What do you call a fly without wings? Answer: a ‘walk’. I know it’s an old one, I hear you groan. Don’t misunderstand me, I love my fellow creatures, but I confess to a loathing for flies and where flies are concerned, the only blowfly I can tolerate is a dead blowfly. As if to torture me, over the past few weeks a swarm of ‘cluster’ flies have taken up residence in my studio….in their millions. I don’t even want to think where they might have come from or where they were getting their sustenance from. Unlike Damien Hurst, I do not encourage them as part of an installation with rotting cow head…..no, they have invaded my sacred work space, and before I can contemplate spending constructive time in my studio, something had to be done.

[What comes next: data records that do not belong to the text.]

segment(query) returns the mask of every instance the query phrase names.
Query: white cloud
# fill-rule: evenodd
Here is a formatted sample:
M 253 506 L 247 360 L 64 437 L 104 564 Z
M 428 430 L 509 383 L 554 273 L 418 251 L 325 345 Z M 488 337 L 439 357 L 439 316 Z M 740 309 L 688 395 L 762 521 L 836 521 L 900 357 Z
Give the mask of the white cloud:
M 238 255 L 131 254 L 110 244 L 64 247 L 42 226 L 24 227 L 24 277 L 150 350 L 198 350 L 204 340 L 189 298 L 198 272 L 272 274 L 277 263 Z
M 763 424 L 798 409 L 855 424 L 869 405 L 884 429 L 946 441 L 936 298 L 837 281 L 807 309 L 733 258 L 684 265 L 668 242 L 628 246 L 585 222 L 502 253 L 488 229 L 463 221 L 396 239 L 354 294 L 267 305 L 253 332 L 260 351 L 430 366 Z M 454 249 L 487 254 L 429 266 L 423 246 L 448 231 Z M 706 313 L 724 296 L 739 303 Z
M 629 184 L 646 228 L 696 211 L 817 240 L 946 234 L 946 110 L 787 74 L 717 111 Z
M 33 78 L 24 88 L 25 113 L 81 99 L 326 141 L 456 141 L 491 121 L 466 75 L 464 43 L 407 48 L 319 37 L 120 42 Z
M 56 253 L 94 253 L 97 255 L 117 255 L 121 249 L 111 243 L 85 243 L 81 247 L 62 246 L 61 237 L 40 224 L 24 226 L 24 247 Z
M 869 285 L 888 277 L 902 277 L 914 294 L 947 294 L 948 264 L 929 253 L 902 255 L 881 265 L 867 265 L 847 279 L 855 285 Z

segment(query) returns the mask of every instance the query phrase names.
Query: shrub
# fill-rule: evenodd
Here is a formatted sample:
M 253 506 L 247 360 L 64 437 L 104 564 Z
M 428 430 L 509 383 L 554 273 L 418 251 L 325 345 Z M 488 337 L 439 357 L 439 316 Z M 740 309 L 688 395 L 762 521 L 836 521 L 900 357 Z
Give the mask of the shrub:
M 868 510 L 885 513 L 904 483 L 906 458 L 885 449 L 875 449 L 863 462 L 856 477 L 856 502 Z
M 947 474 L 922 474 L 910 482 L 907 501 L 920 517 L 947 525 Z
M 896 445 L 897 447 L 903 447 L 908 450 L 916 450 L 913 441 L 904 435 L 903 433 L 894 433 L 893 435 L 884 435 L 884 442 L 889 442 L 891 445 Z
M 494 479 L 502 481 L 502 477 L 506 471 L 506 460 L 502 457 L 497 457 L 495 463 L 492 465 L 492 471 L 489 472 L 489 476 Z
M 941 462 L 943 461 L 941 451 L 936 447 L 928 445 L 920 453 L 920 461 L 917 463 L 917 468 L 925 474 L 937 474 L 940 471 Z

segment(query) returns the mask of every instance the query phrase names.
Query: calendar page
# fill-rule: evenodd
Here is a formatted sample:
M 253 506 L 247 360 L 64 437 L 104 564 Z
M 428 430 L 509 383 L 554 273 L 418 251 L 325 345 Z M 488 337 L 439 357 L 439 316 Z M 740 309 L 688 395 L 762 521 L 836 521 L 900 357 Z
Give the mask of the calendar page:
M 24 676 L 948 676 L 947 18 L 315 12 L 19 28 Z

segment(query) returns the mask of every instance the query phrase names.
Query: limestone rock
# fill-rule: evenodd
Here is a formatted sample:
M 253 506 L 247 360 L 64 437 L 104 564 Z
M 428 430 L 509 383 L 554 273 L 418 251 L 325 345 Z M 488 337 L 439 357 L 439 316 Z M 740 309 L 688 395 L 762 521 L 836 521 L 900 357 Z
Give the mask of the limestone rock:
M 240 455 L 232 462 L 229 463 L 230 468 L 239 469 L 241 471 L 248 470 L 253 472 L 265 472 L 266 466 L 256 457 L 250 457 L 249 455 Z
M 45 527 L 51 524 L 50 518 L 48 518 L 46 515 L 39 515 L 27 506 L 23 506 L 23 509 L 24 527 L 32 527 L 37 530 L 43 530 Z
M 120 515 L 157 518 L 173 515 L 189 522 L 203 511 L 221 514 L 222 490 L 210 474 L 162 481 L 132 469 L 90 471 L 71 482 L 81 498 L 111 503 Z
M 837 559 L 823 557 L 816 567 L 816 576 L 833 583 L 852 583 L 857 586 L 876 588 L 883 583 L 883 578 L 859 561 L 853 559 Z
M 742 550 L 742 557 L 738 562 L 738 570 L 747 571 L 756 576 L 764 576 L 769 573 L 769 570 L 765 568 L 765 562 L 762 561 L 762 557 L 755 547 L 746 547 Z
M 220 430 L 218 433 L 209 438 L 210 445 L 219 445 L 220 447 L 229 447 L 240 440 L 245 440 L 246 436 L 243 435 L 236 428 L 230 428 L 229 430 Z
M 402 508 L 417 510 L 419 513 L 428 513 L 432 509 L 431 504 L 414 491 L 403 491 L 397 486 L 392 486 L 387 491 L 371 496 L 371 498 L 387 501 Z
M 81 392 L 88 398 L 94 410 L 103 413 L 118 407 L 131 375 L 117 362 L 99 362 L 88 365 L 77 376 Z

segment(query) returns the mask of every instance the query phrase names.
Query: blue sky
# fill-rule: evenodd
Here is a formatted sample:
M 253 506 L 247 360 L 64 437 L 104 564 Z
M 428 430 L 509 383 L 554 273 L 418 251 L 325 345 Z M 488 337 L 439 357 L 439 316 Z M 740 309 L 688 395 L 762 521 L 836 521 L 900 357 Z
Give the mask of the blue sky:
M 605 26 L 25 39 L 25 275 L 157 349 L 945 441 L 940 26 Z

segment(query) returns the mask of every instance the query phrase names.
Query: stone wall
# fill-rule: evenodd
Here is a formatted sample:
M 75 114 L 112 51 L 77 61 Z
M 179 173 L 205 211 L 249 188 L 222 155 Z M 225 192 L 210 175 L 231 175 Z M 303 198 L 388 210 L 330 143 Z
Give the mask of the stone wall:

So every day for the past week, I declared war on this most unwelcome plague. (Please note, my dear Buddhist friends, look away now). Holding my breath, I would run into my studio wildly waving a can whilst spraying lethal vapour into the interior before quickly running out and closing the door behind me, leaving the poor creatures to their inevitable fate, (hoping against hope the spiders have found a place of safety). Every horizontal surface was soon littered with hundreds of prone corpses. Taking the curtains down to give them a much-needed wash, I discovered a layer of them an inch thick along the sills – together with a few curled up wasp bodies or the powdery wings of a moth amongst the carnage.
All evidence of my murderous intentions was either sucked up the nozzle of the hoover or brushed onto the grass outside the door where the dogs quickly hunted them out and did their own hoovering up job before I intervened, not wanting them to succumb to the same fate as the poor critters they were munching. The windows had their first proper clean in 3 years but the curtains didn’t fair so well, having been degraded by the sun, were completely shredded in the machine, even on a 30 degree cycle. No matter, they were soon replaced by some old pillow cases that proved perfect for the job. I even noticed the faded red letters: BATH HMC RUH, stamped on the corner of one of them which dates it to the time Graeme was in hospital, well over 30 years ago.
My studio is now restored to its former light-filled haven of peace and tranquility, free from the deafening drone of thousands of flies. Poor things, their only saving grace is that they are beautiful, even in death, in the same way that the iridescent colours of a peacock feather is beautiful, or a starling’s feather is beautiful when it catches the light and glows. Indeed, a wondrous quirk of nature. Not forgetting, they also do a pretty good clean-up act in the cycle of life and death…..perhaps I should throw a carcass into the field for them to feast on – as well as satisfying my own guilt?